The Primary Sector doesn’t Grow

Most Japanese consumers have so far delayed their spending on non-primary necessities. The examples are like the travel, accommodation, beauty services, and electronics. 

Meanwhile, the primary sector showed no meaningful growth in the market. That was reflecting the fragility of japan's economy in the third quarter of this year.

The recreation service is still in it’s weakening trend in line with the worse coronavirus cases in Tokyo and the cities near there. Before, they are the areas which move the Japan’s economic. 

Some people predicted that in a short term period there will be a pull action between the COVID-19 cases with the vaccinations effort. That will make the spending is unstable enough.

The August Spending Data can be Slipped too 

Takumi Tsunoda as a senior analyst in the Shinkin Central Bank Research Institute said that the Household spending data in August can be slipped. It is especially if the COVID-19 cases are still high. 

On the other hand, the July real wage data was also published by the Japan Bureau of Statistics morning. The numbers increased by 1.0 percent from a year earlier (Year-over-Year). 

This increase is quite positive because it is much higher than the previous month's achievement which only rose 0.1 percent. That is also better than the forecast of an increase of 0.8 percent. 

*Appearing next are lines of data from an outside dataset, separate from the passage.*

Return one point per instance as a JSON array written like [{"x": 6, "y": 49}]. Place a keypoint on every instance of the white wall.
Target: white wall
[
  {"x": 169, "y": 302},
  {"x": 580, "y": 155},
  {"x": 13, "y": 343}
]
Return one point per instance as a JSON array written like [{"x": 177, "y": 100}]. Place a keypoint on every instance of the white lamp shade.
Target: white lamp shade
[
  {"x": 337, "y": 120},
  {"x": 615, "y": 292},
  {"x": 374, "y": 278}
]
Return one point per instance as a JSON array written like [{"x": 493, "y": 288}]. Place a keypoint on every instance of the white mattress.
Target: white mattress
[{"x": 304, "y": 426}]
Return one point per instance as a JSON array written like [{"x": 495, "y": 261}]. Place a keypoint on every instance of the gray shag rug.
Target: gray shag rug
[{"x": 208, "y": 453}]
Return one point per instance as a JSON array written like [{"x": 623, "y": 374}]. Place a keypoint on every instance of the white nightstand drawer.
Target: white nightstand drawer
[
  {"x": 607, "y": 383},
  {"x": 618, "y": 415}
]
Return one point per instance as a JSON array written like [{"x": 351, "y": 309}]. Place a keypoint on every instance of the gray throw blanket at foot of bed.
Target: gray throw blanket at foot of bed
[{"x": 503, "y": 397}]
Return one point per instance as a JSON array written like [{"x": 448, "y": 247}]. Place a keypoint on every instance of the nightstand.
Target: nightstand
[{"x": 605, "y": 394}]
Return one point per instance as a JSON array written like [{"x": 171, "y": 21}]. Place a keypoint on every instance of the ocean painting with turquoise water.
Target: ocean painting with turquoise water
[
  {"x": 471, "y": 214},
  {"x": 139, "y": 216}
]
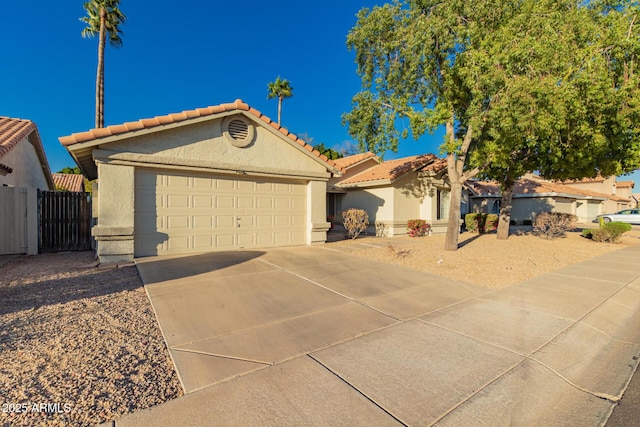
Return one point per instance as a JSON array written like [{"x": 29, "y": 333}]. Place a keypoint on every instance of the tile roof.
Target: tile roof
[
  {"x": 528, "y": 186},
  {"x": 347, "y": 162},
  {"x": 625, "y": 184},
  {"x": 68, "y": 181},
  {"x": 389, "y": 170},
  {"x": 238, "y": 104},
  {"x": 13, "y": 131}
]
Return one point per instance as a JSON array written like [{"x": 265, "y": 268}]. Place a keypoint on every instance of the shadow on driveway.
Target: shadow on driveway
[{"x": 162, "y": 269}]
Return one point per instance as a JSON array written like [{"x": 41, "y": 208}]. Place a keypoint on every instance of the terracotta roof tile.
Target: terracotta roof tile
[
  {"x": 390, "y": 170},
  {"x": 347, "y": 162},
  {"x": 527, "y": 186},
  {"x": 68, "y": 182},
  {"x": 13, "y": 131},
  {"x": 94, "y": 134},
  {"x": 4, "y": 169},
  {"x": 625, "y": 184}
]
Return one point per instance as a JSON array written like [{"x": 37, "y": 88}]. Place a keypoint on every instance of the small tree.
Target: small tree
[
  {"x": 355, "y": 221},
  {"x": 281, "y": 89}
]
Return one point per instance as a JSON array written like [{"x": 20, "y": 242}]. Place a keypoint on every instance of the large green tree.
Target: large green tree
[
  {"x": 431, "y": 62},
  {"x": 104, "y": 18},
  {"x": 281, "y": 89},
  {"x": 568, "y": 102}
]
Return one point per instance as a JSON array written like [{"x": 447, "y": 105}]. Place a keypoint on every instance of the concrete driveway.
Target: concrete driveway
[{"x": 308, "y": 335}]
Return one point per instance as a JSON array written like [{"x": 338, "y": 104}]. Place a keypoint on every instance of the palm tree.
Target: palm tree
[
  {"x": 103, "y": 18},
  {"x": 281, "y": 89}
]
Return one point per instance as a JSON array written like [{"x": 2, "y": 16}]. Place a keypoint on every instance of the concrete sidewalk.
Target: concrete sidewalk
[{"x": 307, "y": 336}]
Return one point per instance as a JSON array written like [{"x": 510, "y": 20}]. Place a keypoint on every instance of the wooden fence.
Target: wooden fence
[{"x": 65, "y": 221}]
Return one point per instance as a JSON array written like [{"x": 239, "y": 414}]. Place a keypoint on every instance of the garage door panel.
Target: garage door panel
[
  {"x": 264, "y": 203},
  {"x": 202, "y": 221},
  {"x": 177, "y": 181},
  {"x": 245, "y": 202},
  {"x": 179, "y": 213}
]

Elsewhere, the Japan’s Household spending this morning did not have any high impact to the Yen movement. The USD/JPY pair is now around the level of 109.76 or 0.04% weaker from the daily open price. 

The China’s Export Increase

On Tuesday, the China’s National Statistic Bureau published the Export data which was raising by 25.6% year – over – year on August. This number broke the economist expectation. 

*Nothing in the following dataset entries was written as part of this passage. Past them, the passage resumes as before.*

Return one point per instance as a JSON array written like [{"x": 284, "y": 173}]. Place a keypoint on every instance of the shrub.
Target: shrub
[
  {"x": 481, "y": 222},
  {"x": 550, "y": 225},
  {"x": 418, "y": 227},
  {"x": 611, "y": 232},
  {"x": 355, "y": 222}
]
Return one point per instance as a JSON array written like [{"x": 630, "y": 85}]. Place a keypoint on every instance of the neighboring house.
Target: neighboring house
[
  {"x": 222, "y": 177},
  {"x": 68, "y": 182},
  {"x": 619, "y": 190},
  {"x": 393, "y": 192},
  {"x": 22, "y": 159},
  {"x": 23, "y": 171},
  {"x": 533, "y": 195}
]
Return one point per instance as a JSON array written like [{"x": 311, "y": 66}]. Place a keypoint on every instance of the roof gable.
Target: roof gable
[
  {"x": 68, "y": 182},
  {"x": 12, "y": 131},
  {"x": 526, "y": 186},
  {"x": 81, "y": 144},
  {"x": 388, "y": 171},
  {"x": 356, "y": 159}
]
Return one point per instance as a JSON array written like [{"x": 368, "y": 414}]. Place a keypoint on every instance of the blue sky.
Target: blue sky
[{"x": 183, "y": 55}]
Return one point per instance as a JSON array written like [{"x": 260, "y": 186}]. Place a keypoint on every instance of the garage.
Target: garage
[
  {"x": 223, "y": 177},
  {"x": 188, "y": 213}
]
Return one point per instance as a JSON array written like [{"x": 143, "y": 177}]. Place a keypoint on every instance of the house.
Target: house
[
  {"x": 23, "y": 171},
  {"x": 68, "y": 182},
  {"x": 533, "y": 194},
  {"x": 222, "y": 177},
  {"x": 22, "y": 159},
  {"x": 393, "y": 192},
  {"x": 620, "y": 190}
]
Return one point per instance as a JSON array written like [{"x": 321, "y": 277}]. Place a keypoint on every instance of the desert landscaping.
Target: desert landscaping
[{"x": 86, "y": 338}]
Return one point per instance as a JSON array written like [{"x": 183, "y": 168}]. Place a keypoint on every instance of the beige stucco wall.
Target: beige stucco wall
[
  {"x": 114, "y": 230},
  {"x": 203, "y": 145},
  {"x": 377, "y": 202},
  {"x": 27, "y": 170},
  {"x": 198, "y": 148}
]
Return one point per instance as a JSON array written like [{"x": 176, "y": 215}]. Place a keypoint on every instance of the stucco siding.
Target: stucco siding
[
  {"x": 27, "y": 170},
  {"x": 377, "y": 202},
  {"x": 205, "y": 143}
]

It is because they predicted that the growth will be slowing down to become 17.1% after the 19.3% increase on July. The good China export data this morning reflects the strong fundamental situation there. 

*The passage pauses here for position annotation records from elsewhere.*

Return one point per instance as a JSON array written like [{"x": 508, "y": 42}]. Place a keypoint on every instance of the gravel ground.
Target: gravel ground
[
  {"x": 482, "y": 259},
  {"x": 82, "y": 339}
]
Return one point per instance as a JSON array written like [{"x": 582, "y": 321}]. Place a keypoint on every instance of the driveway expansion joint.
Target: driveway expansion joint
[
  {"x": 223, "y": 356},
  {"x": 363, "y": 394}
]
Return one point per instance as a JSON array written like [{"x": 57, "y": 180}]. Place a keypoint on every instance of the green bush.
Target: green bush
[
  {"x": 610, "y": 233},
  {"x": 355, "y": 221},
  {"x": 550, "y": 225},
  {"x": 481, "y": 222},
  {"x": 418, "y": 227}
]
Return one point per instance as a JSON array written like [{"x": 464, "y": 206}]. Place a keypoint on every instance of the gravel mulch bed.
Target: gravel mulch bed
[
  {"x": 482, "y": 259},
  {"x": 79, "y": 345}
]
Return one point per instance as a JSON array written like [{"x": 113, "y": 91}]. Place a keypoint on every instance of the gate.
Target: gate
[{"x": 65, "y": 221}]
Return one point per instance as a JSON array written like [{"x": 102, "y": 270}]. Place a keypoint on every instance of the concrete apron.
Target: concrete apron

It is especially when the economy is still shadowing by the concern about the delta variant. Strong global demand has continued to underpin China's export growth in recent months.

That was including the shipments to South Korea, which saw a significant increase last month. In addition, the problem of congestion at the port seems to have been resolve.

The Import is also Increase

That recovery is important to facilitate the delivery of goods to abroad. Previously, the world's second largest port located on the east coast experienced severe congestion.

That was as a result of a two-week operational closure, affected by the Corona Delta virus. The returning port underpinned a surge in Chinese exports in August that unexpectedly broke economists' expectations.

In a separate release, Chinese imports also experienced a significant increase. Unmitigated, the imports increased from 28.1% to 33.1% on an annual basis in August. 

This is better than the forecast of economists who expect growth to slow to 26.8%. China's impressive export-import data had a direct impact on trade balance data.